Another campaign flashpoint has been a letter that Warnock joined following a February 2019 trip to Israel and the Palestinian territories with a delegation of African American and South African ministers organized by the National Council of Churches. The ministers said that they observed “the heavy militarization of the West Bank, reminiscent of the military occupation of Namibia by apartheid South Africa” and saw “patterns that seem to have been borrowed and perfected from other previous oppressive regimes,” citing “laws of segregation that allow one thing for the Jewish people and another for the Palestinians . . .”
The ministers’ letter also said: “We admit that silence in the face of injustice is complicity,” referencing “many Christians that were silent and closed their ears against the sound of the deadly apartheid jackboot in the lives of South African blacks,” as well as those who “condoned” and benefited from slavery, and those who “were silent and complicit to the horror of the Holocaust.”
The CJV objected to that statement, and said, “In fact, the statement’s reference to silence of Christians during apartheid, slavery and the Holocaust could easily be read to infer that the behavior of Jews in Israel is somehow comparable to that of South African whites, slaveowners, or even Nazis. Such a dystopian vision can only be attributed to Antisemitism.”
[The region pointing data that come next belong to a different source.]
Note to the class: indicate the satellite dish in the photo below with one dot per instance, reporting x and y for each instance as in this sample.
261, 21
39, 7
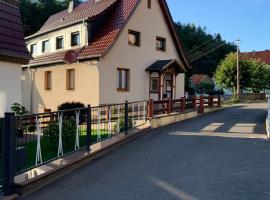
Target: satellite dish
70, 56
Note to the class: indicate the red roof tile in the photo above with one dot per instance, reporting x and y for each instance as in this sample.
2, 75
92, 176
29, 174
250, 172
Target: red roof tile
262, 56
104, 39
106, 36
11, 33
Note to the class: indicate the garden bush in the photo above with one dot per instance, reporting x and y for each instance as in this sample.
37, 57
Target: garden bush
68, 132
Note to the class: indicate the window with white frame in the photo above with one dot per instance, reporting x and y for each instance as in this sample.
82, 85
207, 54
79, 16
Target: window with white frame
45, 46
123, 77
59, 42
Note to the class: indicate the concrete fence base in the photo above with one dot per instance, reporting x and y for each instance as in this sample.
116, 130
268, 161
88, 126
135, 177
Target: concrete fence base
163, 120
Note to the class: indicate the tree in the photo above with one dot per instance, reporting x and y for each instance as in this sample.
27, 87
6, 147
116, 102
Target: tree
35, 13
254, 75
192, 37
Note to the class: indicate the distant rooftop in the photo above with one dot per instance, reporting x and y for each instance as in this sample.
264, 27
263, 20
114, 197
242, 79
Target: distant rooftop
12, 45
262, 56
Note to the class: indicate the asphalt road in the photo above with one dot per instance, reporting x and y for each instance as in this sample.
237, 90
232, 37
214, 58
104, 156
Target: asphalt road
175, 163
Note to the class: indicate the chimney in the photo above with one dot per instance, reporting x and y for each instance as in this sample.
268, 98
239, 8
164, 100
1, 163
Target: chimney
254, 54
72, 5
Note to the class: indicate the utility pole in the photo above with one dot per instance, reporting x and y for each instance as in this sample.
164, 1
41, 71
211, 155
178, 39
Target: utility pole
238, 68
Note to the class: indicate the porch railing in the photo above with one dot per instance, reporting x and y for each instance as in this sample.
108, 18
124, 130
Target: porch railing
42, 138
1, 157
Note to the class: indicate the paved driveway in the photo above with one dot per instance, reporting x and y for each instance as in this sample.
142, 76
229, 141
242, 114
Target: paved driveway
180, 162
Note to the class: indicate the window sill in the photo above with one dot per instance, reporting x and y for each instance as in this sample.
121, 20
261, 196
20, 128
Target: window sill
134, 45
122, 90
160, 50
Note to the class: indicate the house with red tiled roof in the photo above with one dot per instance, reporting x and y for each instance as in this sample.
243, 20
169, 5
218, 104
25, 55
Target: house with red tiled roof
102, 52
13, 54
262, 56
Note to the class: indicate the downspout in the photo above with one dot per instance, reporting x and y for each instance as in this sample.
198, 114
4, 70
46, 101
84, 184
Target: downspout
31, 88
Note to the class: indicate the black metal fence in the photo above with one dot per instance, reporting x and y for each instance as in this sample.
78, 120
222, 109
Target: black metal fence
42, 138
1, 157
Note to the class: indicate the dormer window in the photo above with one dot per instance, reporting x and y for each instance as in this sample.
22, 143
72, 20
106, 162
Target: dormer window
161, 44
33, 49
149, 4
75, 39
59, 43
134, 38
45, 46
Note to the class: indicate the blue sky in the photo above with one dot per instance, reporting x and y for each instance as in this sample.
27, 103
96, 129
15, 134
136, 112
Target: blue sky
248, 20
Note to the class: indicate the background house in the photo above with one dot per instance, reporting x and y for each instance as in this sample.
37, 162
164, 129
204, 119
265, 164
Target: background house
202, 83
262, 56
103, 52
13, 53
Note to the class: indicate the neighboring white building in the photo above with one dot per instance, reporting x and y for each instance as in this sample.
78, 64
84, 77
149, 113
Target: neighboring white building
13, 54
103, 52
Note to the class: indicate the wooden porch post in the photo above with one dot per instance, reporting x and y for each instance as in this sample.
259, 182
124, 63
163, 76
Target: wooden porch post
161, 87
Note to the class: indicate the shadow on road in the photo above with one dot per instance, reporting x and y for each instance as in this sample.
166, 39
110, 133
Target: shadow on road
242, 119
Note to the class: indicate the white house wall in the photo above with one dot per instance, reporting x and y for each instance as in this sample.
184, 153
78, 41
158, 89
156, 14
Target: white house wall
65, 32
86, 86
10, 86
150, 23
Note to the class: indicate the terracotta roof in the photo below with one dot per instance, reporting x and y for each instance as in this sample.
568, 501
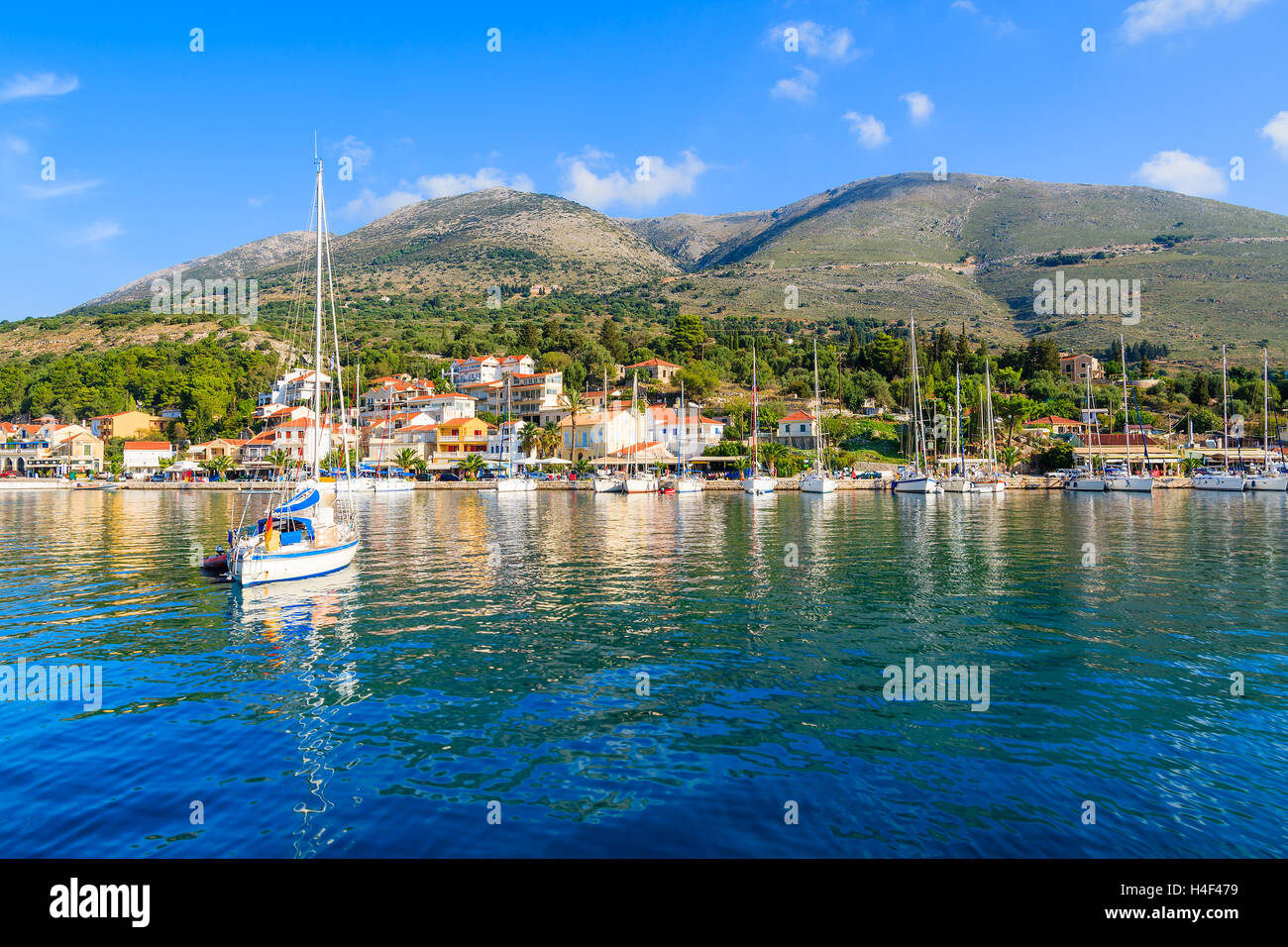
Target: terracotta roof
652, 363
1050, 419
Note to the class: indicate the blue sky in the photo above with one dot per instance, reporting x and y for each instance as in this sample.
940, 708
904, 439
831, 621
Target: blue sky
162, 154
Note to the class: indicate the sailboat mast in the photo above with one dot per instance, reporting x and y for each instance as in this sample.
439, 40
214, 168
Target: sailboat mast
1265, 408
755, 405
1225, 419
1122, 351
317, 329
818, 415
961, 447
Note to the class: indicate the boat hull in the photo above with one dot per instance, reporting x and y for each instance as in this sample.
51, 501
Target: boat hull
258, 567
1129, 484
917, 484
816, 483
640, 484
1267, 483
515, 484
1086, 484
1225, 483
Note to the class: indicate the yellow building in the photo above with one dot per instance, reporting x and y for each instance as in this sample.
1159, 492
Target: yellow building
456, 440
124, 424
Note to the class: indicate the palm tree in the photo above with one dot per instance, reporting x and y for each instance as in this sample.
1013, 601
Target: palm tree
1009, 457
407, 458
279, 459
774, 454
472, 467
219, 467
550, 438
575, 403
529, 438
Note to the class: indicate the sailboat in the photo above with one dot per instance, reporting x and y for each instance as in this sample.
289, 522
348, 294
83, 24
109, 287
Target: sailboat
513, 482
683, 480
756, 480
991, 480
1222, 479
638, 480
819, 478
1269, 478
917, 478
958, 480
1122, 478
1086, 480
304, 532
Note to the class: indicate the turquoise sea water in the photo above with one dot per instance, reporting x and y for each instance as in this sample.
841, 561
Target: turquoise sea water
484, 656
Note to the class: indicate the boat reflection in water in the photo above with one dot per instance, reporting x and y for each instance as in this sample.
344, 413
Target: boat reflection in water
309, 626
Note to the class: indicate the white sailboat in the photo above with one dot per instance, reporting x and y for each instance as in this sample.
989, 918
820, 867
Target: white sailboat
1124, 479
1220, 478
604, 482
991, 480
756, 480
305, 532
1087, 482
638, 480
917, 478
1270, 478
958, 480
818, 479
683, 480
513, 482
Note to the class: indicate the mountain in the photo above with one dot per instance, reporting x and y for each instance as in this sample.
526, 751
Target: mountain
241, 261
967, 250
970, 249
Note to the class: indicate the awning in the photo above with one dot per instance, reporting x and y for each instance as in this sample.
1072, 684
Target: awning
307, 497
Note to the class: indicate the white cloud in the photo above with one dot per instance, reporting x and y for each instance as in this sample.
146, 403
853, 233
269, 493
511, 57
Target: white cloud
649, 182
1153, 17
1186, 174
919, 107
429, 185
816, 40
800, 89
34, 86
451, 184
97, 231
1276, 131
55, 189
1001, 27
359, 151
867, 128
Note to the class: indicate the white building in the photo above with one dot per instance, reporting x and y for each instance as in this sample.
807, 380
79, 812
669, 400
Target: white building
294, 388
143, 458
489, 368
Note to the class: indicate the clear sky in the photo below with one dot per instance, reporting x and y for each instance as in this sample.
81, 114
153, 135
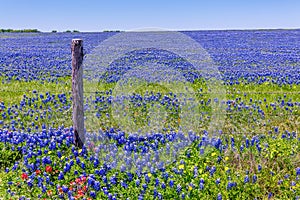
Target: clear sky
99, 15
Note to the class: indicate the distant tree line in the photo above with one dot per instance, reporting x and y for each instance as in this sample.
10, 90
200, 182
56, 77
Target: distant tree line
19, 31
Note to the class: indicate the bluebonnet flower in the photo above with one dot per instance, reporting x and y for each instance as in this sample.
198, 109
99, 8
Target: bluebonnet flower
254, 178
60, 176
246, 179
219, 197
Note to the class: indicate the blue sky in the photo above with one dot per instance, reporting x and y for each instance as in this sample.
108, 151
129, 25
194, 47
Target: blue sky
98, 15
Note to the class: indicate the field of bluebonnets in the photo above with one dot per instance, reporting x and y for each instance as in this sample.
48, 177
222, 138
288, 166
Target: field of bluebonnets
254, 155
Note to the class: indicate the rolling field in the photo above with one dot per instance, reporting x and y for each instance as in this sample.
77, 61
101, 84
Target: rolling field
237, 141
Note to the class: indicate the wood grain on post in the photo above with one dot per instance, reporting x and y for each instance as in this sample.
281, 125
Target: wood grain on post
77, 92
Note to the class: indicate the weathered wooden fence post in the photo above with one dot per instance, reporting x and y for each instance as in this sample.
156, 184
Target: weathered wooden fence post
77, 92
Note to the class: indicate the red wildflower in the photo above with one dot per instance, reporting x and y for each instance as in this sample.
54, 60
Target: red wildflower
37, 172
77, 180
80, 193
48, 169
60, 190
84, 188
24, 176
49, 192
83, 179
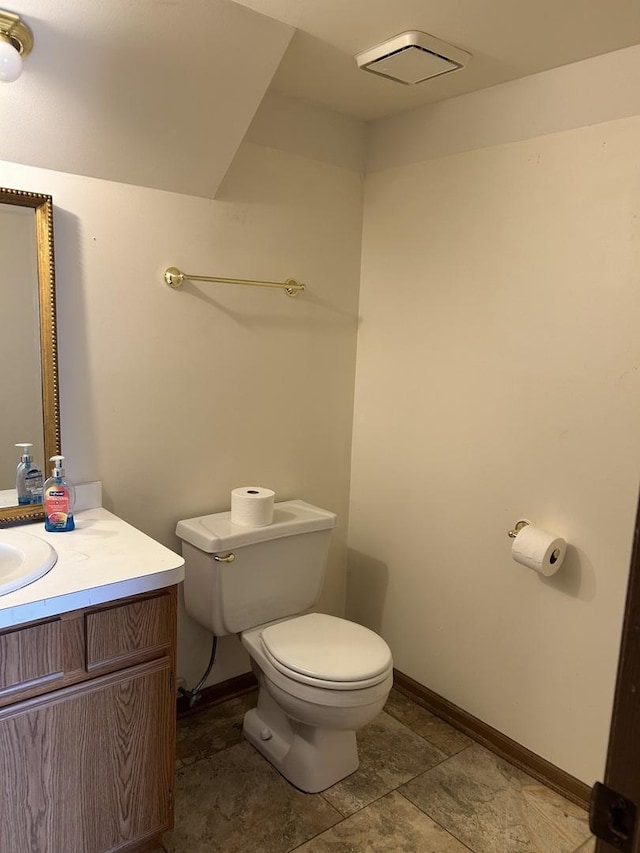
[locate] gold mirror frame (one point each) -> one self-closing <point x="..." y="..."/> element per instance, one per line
<point x="42" y="206"/>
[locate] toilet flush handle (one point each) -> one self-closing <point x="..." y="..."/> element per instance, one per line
<point x="226" y="558"/>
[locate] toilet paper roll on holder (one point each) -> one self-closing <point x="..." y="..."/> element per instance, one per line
<point x="517" y="527"/>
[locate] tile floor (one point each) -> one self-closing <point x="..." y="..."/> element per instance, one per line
<point x="422" y="787"/>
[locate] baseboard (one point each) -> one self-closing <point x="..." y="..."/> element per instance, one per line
<point x="218" y="693"/>
<point x="570" y="787"/>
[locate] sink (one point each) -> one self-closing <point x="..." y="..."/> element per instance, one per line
<point x="23" y="559"/>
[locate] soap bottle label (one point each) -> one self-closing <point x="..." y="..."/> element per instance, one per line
<point x="57" y="507"/>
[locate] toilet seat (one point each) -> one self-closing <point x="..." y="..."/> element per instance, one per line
<point x="325" y="651"/>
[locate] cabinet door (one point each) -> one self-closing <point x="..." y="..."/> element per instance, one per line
<point x="89" y="769"/>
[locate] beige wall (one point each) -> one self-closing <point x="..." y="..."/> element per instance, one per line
<point x="497" y="378"/>
<point x="172" y="398"/>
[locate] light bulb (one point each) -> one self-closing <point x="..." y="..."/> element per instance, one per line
<point x="10" y="61"/>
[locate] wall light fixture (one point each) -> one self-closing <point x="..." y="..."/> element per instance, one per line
<point x="16" y="41"/>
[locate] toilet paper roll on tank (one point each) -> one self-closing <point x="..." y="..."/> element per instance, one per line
<point x="537" y="549"/>
<point x="252" y="506"/>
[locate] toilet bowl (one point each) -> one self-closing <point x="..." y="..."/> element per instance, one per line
<point x="307" y="716"/>
<point x="320" y="678"/>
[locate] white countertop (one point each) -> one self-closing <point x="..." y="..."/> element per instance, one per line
<point x="103" y="559"/>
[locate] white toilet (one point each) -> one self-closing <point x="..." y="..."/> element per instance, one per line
<point x="321" y="678"/>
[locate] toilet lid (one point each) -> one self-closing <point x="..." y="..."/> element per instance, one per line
<point x="324" y="647"/>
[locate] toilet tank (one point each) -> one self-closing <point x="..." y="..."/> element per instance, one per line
<point x="277" y="570"/>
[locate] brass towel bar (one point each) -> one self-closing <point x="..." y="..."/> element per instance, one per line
<point x="175" y="277"/>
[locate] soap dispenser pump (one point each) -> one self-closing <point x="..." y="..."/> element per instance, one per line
<point x="28" y="477"/>
<point x="59" y="498"/>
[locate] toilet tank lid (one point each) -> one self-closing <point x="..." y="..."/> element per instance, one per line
<point x="215" y="532"/>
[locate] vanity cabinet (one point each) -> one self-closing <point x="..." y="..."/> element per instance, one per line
<point x="87" y="728"/>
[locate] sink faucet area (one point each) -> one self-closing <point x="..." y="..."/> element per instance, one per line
<point x="23" y="559"/>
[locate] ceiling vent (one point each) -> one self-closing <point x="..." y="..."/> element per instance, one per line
<point x="412" y="57"/>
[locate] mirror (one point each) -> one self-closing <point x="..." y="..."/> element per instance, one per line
<point x="28" y="353"/>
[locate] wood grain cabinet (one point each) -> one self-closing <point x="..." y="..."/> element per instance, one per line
<point x="87" y="728"/>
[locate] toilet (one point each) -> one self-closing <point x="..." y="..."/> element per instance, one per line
<point x="320" y="678"/>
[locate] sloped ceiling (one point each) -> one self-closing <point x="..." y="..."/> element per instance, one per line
<point x="153" y="93"/>
<point x="161" y="92"/>
<point x="508" y="39"/>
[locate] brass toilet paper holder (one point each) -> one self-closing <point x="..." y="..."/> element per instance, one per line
<point x="517" y="527"/>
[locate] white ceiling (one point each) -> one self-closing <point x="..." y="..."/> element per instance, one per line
<point x="160" y="93"/>
<point x="508" y="39"/>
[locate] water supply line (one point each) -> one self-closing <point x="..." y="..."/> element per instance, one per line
<point x="194" y="694"/>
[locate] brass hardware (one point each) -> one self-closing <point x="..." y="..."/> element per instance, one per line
<point x="228" y="558"/>
<point x="517" y="527"/>
<point x="16" y="32"/>
<point x="175" y="278"/>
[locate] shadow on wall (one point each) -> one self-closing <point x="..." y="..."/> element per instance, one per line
<point x="576" y="577"/>
<point x="367" y="582"/>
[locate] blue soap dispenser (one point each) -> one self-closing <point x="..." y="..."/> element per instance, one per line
<point x="28" y="478"/>
<point x="59" y="498"/>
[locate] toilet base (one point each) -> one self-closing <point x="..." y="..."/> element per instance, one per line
<point x="309" y="757"/>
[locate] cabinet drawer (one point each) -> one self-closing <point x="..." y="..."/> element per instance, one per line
<point x="30" y="657"/>
<point x="126" y="633"/>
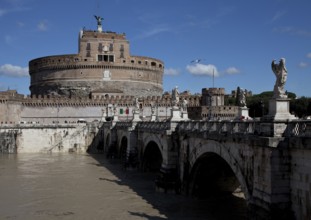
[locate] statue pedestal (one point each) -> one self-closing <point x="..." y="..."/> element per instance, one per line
<point x="176" y="114"/>
<point x="185" y="116"/>
<point x="136" y="114"/>
<point x="243" y="113"/>
<point x="279" y="110"/>
<point x="275" y="123"/>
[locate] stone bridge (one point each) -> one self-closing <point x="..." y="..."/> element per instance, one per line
<point x="269" y="167"/>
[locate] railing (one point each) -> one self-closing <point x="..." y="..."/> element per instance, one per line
<point x="294" y="128"/>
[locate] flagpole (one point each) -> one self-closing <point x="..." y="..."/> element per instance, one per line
<point x="213" y="78"/>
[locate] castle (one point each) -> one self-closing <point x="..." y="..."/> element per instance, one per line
<point x="103" y="67"/>
<point x="103" y="81"/>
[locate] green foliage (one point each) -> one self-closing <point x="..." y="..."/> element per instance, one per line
<point x="301" y="107"/>
<point x="259" y="104"/>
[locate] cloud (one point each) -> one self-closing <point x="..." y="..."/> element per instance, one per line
<point x="302" y="64"/>
<point x="13" y="71"/>
<point x="153" y="32"/>
<point x="203" y="70"/>
<point x="278" y="15"/>
<point x="293" y="31"/>
<point x="232" y="70"/>
<point x="8" y="39"/>
<point x="42" y="26"/>
<point x="3" y="12"/>
<point x="171" y="72"/>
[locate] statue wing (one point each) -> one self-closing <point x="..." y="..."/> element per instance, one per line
<point x="274" y="66"/>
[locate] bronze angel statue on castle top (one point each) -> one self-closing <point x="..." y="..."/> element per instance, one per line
<point x="280" y="72"/>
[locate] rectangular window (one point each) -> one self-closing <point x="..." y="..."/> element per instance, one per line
<point x="88" y="46"/>
<point x="100" y="47"/>
<point x="111" y="47"/>
<point x="105" y="58"/>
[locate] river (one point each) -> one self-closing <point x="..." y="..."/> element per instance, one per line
<point x="83" y="186"/>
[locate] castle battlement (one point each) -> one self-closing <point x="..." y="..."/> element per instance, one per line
<point x="104" y="62"/>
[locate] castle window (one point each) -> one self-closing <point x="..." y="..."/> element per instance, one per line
<point x="88" y="46"/>
<point x="111" y="47"/>
<point x="100" y="47"/>
<point x="122" y="48"/>
<point x="105" y="58"/>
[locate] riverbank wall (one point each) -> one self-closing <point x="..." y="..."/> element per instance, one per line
<point x="37" y="138"/>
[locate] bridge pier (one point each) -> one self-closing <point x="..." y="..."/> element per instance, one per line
<point x="271" y="194"/>
<point x="273" y="172"/>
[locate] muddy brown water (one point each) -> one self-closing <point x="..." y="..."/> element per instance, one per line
<point x="75" y="186"/>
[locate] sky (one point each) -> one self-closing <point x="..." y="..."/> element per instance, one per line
<point x="235" y="41"/>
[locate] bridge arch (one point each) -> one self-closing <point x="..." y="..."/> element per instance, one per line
<point x="206" y="160"/>
<point x="152" y="157"/>
<point x="123" y="145"/>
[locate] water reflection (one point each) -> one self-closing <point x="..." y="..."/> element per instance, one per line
<point x="70" y="186"/>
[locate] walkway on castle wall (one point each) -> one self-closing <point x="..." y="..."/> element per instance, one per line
<point x="82" y="186"/>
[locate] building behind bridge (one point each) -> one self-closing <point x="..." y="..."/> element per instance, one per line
<point x="103" y="77"/>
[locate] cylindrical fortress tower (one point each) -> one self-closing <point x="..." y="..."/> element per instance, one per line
<point x="102" y="66"/>
<point x="213" y="96"/>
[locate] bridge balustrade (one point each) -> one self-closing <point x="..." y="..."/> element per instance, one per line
<point x="154" y="126"/>
<point x="298" y="128"/>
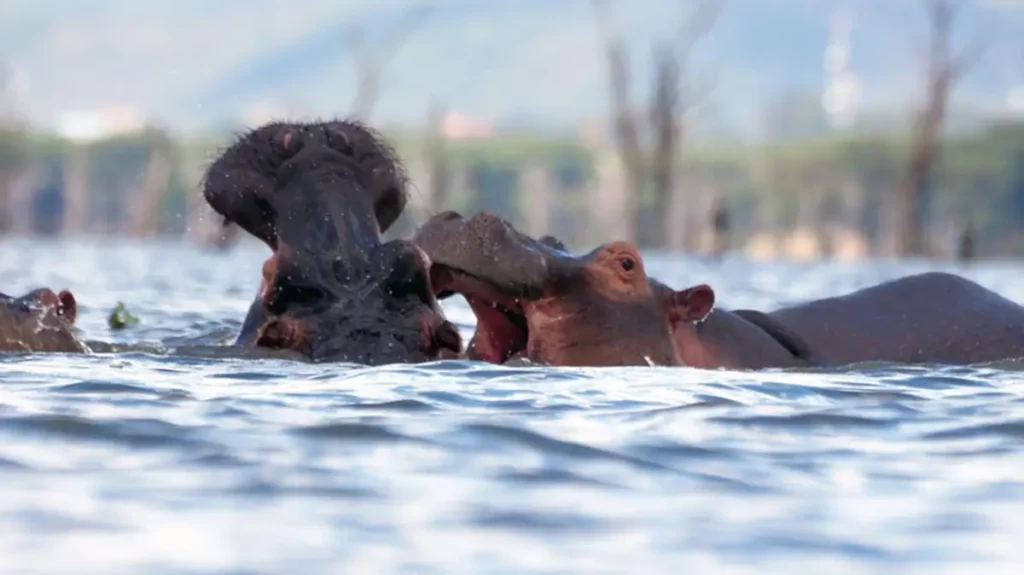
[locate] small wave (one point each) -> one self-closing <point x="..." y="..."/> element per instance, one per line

The CJV also referenced a May 2018 sermon in which Warnock discussed a week that included dedication of the U.S. Embassy location in Jerusalem and clashes between Israeli troops and Palestinians. “We saw the government of Israel shoot down unarmed Palestinian sisters and brothers like birds of prey. And I don’t care who does it, it is wrong. It is wrong to shoot down God’s children like they don’t matter at all. And it’s no more anti-Semitic for me to say that than it is anti-white for me to say that Black lives matter. Palestinian lives matter,” Warnock said.
The CJV said: “Rev. Warnock misused his pulpit to bear false witness. He saw no such thing, because it never happened. Each and every element of his statement was false, defamatory, and bigoted.
“And thus we must ask: when, and in what circumstance, did Rev. Warnock reject his aforementioned previous, hateful positions? Only a fool, or someone callously unconcerned for the safety of Israel and the Jewish community, would grant credence to what he says on the campaign trail today to Jewish audiences, over what he said just a year ago in front of his own, supportive congregation,” the CJV letter said.
While Feldman was one of the four listed authors of the CJV letter, the Atlanta area clergy signing the JDCA letter included: Rabbi Ruth Abusch-Magder, Rabbi Peter Berg, Rabbi Joab Eichenberg-Eilon, Rabbi Brian Glusman, Rabbi Ari Kaiman, Rabbi Lauren Henderson, Rabbi Steven Lebow, Rabbi Joshua Lesser, Rabbi Ellen Nemhauser, Rabbi Laurence Rosenthal, Rabbi Neil Sandler, Rabba Melissa Scholten-Gutierrez, Rabbi Larry Sernovitz, Rabbi Scott Sperling, Darshanit Miriam Udel, and Rabbi Harvey J Winokur.